In [1]:
import textacy
import spacy
nlp = spacy.load('en')

In [2]:
# from sklearn.cross_validation import train_test_split
from sklearn.model_selection import train_test_split
from collections import Counter
from nltk.stem import PorterStemmer
from nltk import word_tokenize
import os
import random
import codecs

random.seed(42)

stemmer = PorterStemmer()

import numpy as np

np.random.seed(42)

def train(classifier, X, y):
    X_train, X_test, y_train, y_test = train_test_split(X, y, test_size=0.25, random_state=33)

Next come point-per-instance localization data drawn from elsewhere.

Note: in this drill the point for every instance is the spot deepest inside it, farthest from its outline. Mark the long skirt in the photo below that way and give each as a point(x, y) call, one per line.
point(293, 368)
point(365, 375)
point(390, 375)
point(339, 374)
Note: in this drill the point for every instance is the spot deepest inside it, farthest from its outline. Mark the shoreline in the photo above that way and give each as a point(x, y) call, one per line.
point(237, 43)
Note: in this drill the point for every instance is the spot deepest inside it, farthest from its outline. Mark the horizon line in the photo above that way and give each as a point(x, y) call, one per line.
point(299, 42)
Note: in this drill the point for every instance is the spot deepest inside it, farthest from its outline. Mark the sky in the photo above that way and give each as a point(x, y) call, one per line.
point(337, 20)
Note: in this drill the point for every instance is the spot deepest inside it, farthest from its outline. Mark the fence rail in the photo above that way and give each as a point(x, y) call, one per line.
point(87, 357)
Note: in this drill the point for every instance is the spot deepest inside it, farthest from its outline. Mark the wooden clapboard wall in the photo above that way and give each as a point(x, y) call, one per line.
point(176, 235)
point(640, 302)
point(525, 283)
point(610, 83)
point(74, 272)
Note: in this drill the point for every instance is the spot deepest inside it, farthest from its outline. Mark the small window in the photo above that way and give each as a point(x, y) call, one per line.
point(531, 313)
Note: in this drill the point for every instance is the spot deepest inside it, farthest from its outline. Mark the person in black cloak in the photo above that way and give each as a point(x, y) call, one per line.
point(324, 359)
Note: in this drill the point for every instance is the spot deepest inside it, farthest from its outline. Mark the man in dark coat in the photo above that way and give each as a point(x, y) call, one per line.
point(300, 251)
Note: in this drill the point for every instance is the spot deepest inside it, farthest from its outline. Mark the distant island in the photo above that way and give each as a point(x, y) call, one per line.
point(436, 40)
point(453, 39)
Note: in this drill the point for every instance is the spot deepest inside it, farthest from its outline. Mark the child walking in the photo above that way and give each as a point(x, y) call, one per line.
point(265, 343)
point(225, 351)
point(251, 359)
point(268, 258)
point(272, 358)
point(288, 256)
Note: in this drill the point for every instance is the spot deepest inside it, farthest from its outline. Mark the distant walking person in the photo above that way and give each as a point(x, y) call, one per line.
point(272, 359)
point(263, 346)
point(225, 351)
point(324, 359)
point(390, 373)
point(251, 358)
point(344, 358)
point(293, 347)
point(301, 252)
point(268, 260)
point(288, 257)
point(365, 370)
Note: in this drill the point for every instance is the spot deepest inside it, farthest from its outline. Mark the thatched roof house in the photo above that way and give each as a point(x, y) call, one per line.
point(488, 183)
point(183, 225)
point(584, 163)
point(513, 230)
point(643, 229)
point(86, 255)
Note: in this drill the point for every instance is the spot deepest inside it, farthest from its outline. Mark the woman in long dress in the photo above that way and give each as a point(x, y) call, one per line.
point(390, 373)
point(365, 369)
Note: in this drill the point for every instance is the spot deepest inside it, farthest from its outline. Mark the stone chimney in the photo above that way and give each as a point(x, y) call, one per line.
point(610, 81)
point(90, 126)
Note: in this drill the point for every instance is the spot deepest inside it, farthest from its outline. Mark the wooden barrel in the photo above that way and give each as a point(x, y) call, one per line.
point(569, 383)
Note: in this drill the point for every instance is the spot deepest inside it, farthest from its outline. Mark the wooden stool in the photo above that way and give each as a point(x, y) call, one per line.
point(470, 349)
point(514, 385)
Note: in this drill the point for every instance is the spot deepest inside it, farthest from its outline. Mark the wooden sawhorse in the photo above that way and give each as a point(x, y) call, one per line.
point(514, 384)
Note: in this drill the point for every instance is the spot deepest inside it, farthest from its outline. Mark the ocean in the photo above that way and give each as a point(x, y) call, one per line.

    classifier.fit(X_train, y_train)
    print("Accuracy: %s" % classifier.score(X_test, y_test))
    return classifier

### Download dataset from
http://myleott.com/op-spam.html

and uncompress it in some folder

In [3]:
base_path = "/Users/aliosha/Downloads/op_spam_v1.4"

In [4]:
def read_review(filename):
    with open(filename, "rb") as fp:
        return fp.read()

In [5]:
real_reviews = []
fake_reviews = []

for dir_name, subdir_list, file_list in os.walk(base_path):
    if "deceptive" in dir_name:
        for fname in file_list:
            if ".txt" in fname:
                fake_reviews.append(read_review(os.path.join(dir_name,fname)))
    if "truthful" in dir_name:
        for fname in file_list:
            if ".txt" in fname:
                real_reviews.append(read_review(os.path.join(dir_name,fname)))
          
print(f"{len(fake_reviews)} fake reviews, {len(real_reviews)} real reviews")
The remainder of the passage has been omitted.